Sampling, Linear Regression, and Uncertainty

Carolina Torreblanca

University of Pennsylvania

Global Development: Intermediate Topics in Politics, Policy, and Data

PSCI 3200 - Spring 2025

Housekeeping

  • You have two assignments next week!

Today’s Roadmap

  1. Targeting Population Parameters with Sample Estimates
  2. The Uncertainty in Sample Estimates
  3. Linear Regression and its Parameters
  4. Quantifying Uncertainty in Linear Regression’s Estimated Parameters

From sample to population

  • Often we want to know some characteristic about a population of interest

  • But we only have a sample of that population

  • How do we make inferences about the population with what we learn from our sample?

From sample to population

  • The first step is to make sure our sample is representative of the population

    • What do we mean by this?
    • Why is it important?
  • How can we achieve representativeness?

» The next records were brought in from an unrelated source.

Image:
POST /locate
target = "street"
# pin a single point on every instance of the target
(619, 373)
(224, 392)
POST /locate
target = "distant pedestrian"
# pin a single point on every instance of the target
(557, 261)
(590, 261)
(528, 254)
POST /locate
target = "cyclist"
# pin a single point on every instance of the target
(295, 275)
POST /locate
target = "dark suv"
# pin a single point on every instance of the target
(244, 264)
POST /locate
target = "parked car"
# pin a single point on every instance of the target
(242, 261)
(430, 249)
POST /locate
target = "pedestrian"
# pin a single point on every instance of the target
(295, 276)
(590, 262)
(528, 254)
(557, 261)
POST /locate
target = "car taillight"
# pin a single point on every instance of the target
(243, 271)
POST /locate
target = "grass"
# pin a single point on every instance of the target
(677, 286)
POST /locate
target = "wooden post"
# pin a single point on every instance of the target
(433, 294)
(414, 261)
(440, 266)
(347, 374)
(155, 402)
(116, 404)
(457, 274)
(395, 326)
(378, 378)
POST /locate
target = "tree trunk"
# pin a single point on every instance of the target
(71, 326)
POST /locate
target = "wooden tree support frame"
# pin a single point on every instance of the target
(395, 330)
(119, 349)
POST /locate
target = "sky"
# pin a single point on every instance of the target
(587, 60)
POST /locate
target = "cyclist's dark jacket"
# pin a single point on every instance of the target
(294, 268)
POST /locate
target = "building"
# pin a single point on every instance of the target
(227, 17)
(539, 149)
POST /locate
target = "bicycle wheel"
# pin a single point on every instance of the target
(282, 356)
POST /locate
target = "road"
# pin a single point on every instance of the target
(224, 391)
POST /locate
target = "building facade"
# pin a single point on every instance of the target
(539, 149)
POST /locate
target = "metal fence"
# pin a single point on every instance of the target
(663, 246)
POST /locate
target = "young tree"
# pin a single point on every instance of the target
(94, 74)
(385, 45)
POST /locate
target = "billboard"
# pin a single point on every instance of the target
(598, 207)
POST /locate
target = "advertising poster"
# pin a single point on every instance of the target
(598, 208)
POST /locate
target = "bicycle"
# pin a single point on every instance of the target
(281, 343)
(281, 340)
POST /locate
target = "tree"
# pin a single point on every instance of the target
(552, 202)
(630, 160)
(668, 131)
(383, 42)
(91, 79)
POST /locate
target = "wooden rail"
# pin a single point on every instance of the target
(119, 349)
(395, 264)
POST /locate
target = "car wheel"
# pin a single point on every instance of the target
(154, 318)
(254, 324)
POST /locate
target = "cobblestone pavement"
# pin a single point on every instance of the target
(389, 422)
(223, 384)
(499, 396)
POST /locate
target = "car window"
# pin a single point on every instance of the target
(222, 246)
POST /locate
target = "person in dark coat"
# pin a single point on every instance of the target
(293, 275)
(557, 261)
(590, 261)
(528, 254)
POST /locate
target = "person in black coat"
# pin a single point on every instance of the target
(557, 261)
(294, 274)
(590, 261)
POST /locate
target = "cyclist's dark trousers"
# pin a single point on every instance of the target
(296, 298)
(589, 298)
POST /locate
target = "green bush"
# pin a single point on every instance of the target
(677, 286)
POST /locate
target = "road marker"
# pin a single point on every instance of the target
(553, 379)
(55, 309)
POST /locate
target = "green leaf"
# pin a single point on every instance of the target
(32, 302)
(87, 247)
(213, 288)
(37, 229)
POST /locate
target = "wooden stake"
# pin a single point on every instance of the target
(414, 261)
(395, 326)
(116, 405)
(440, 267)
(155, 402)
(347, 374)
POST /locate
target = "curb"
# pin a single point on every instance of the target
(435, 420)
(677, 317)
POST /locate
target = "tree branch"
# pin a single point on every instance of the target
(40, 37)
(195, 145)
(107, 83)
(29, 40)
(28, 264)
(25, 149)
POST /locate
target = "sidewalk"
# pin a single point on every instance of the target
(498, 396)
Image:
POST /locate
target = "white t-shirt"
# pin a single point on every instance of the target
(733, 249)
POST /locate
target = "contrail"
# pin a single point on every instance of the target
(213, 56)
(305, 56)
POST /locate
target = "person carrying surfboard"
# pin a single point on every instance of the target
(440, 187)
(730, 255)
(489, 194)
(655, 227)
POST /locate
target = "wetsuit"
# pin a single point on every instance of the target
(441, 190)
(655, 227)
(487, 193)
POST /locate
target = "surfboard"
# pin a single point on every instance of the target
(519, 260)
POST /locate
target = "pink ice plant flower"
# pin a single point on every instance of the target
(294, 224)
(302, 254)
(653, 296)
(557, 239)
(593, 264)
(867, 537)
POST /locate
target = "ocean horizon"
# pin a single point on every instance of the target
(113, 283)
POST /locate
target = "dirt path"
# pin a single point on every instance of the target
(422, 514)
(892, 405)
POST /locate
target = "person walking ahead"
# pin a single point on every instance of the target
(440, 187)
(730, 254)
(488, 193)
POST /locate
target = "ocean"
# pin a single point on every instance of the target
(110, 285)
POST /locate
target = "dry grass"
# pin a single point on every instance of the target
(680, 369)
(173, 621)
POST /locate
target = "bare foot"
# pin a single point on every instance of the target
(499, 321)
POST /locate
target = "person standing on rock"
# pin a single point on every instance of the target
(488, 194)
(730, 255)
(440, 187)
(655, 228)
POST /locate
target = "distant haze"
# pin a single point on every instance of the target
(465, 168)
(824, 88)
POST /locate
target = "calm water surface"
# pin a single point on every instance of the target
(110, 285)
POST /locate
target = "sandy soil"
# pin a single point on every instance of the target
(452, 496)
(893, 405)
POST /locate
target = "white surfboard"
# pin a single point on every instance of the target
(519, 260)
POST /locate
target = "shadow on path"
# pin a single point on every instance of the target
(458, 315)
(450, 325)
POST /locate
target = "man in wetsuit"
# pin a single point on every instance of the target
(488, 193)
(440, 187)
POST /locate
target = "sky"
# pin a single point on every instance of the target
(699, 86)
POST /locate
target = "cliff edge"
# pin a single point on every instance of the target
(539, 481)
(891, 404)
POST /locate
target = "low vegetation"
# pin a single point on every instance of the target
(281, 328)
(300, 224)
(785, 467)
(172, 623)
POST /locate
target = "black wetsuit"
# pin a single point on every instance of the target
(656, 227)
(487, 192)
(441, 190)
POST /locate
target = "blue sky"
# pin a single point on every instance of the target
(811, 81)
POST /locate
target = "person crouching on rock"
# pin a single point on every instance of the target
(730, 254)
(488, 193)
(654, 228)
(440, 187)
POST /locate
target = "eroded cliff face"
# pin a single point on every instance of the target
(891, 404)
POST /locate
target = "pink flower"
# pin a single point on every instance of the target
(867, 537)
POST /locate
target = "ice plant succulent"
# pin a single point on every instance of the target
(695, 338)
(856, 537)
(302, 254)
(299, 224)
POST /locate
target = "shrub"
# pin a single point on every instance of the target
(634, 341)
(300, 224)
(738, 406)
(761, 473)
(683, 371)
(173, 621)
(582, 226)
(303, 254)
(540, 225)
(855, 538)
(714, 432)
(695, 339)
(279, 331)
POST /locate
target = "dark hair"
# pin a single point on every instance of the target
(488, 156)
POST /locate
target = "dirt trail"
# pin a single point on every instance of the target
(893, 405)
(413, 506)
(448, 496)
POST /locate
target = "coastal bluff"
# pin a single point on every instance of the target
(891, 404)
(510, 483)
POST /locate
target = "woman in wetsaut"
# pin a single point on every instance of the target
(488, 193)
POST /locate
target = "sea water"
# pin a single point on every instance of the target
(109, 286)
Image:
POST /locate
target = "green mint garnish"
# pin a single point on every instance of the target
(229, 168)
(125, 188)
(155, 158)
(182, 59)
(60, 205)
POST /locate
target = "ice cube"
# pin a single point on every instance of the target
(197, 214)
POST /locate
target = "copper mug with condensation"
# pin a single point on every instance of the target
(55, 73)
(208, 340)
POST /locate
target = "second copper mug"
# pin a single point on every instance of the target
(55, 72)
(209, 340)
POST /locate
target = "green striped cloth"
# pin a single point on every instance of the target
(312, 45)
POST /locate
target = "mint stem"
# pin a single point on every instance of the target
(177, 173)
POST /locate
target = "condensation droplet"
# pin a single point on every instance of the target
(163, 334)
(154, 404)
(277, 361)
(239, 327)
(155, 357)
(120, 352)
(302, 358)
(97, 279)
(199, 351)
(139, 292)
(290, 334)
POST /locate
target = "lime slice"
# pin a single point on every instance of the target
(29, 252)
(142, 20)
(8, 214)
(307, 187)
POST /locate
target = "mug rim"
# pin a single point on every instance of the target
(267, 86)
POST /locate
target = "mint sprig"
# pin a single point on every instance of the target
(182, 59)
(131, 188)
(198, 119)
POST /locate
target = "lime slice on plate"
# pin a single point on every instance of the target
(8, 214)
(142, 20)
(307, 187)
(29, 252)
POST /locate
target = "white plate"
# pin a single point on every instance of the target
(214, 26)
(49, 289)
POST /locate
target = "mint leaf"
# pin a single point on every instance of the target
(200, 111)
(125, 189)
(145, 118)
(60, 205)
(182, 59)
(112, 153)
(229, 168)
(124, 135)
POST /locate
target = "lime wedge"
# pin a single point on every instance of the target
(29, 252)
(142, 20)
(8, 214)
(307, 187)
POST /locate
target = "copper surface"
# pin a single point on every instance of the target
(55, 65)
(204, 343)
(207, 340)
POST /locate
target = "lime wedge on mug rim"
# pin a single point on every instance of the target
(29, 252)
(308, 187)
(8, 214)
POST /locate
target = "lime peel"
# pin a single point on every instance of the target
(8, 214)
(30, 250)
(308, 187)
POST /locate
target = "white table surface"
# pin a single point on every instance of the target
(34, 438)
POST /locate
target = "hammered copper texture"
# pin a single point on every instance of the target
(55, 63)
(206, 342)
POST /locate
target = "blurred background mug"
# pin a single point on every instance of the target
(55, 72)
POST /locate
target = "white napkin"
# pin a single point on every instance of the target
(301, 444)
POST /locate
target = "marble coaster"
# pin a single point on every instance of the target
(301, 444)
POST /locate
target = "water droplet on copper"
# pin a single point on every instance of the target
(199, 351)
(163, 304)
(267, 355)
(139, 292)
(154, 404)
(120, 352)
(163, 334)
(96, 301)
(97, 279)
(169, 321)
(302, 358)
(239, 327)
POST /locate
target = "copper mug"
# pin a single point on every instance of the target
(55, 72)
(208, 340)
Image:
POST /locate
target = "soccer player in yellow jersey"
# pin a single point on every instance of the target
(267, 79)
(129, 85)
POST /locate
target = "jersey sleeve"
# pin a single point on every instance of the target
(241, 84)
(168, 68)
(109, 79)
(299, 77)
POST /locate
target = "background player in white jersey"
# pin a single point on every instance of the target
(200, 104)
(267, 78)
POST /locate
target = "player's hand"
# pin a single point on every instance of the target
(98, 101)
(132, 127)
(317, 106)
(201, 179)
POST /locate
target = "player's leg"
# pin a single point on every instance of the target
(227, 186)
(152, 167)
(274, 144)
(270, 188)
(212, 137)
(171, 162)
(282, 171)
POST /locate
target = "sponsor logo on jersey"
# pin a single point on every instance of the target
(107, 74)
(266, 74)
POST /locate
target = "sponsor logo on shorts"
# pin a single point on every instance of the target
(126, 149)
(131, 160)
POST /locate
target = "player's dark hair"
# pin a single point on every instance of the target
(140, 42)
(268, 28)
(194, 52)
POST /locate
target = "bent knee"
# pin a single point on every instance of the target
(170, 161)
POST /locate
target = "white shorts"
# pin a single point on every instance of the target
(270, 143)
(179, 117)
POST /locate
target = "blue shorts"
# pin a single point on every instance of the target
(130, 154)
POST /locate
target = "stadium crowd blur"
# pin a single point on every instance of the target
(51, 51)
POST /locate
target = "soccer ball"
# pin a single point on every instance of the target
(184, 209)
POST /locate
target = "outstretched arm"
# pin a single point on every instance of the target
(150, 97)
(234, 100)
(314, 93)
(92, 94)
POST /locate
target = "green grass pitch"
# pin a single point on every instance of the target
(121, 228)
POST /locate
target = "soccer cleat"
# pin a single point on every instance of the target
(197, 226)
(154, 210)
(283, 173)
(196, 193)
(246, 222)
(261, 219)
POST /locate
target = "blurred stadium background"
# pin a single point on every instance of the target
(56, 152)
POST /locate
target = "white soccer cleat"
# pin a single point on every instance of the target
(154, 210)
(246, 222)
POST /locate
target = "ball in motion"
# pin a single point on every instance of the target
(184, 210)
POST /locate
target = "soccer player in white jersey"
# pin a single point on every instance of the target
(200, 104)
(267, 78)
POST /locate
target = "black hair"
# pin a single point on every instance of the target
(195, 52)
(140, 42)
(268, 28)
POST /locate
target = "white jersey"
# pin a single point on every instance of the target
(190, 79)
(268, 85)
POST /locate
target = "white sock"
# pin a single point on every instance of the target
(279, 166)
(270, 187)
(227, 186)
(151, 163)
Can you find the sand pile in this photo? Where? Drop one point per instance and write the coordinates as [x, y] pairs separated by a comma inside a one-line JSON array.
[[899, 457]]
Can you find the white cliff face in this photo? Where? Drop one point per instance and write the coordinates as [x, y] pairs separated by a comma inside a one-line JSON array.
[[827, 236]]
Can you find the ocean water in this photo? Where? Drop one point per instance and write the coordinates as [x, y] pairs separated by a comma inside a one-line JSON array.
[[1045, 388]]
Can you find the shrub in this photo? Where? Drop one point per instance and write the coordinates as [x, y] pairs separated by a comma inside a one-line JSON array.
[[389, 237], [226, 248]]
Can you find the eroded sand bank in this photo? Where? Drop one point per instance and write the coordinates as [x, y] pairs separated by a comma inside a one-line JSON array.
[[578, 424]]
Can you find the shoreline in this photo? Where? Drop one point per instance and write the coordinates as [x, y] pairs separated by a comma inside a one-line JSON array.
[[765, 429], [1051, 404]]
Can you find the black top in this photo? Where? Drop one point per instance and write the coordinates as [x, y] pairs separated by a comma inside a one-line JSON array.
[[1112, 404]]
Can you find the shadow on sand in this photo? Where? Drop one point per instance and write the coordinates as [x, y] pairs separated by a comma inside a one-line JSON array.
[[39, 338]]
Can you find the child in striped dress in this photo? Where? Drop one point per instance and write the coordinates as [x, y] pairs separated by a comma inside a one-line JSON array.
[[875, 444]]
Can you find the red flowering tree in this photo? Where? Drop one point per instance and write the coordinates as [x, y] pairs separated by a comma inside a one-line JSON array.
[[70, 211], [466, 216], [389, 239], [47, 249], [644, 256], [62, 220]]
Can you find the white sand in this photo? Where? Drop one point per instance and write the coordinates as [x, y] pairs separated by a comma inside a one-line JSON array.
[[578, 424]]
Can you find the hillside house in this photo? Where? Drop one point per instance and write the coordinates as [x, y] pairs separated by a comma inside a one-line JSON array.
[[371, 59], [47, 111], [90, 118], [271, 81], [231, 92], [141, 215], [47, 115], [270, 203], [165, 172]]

  • Beware! We not only need to sample a representative group of individuals, we also need a representative group of them to answer our questions

It’s not all about sample size!

  • 1936 Presidential Election in the US: FDR vs Alf Landon

  • A newspaper called the Literary Digest ran a survey and asked 10 million (!!!) Americans who they would vote for

    • 2.4 million of them answered

It’s not (all) about sample size!

Empirical Example: Brexit

  • Data from a random sample of British citizens: the British Electoral Survey

  • We want to learn the probability that a British citizen supports Brexiting in the country.

    • This is a population parameter
  • Such probability is the same in expectation as the proportion of pro-brexiting citizens

    • Why?

Empirical Example: Brexit

Show code
brex <- read.csv(here::here("./slides/code/BES.csv"))
str(brex)
'data.frame':   30895 obs. of  4 variables:
 $ vote     : chr  "leave" "leave" "stay" "leave" ...
 $ leave    : int  1 1 0 1 NA 0 1 1 1 1 ...
 $ education: int  3 NA 5 4 2 4 3 2 3 4 ...
 $ age      : int  60 56 73 64 68 85 78 51 59 68 ...
Show code
table(brex$vote, useNA = "always")

   don't know         leave          stay wouldn't vote          <NA> 
         2314         13692         14352           537             0 
Show code
brex$exit <- ifelse(brex$vote=="leave", 1, 
                ifelse(brex$vote == "stay", 0, NA))
prop.table(table(brex$exit))*100

       0        1 
51.17672 48.82328 

Empirical Example: Brexit

  • Random Variable: the outcome of some process where there’s uncertainty

    • Think of flipping a coin: we do not know if the result of a single flip will be heads or tails, but we know that with p = .5 it will be the former
  • “Support of Brexit” is a Random Variable:

    • \(Support \sim \text{Bernoulli}(p)\)
  • Where \(E(Support) = p\)

Empirical Example: Brexit

  • We want to know what \(p\) is!

  • But it is a population parameter and we only have a sample

  • We can estimate \(\hat{p}\) by doing

brex <- dplyr::filter(brex, is.na(exit)==F)
(phat <- mean(brex$exit, na.rm =T))
[1] 0.4882328
  • To see why, imagine a fair coin toss. How many Heads do you expect after flipping the coin 100 times?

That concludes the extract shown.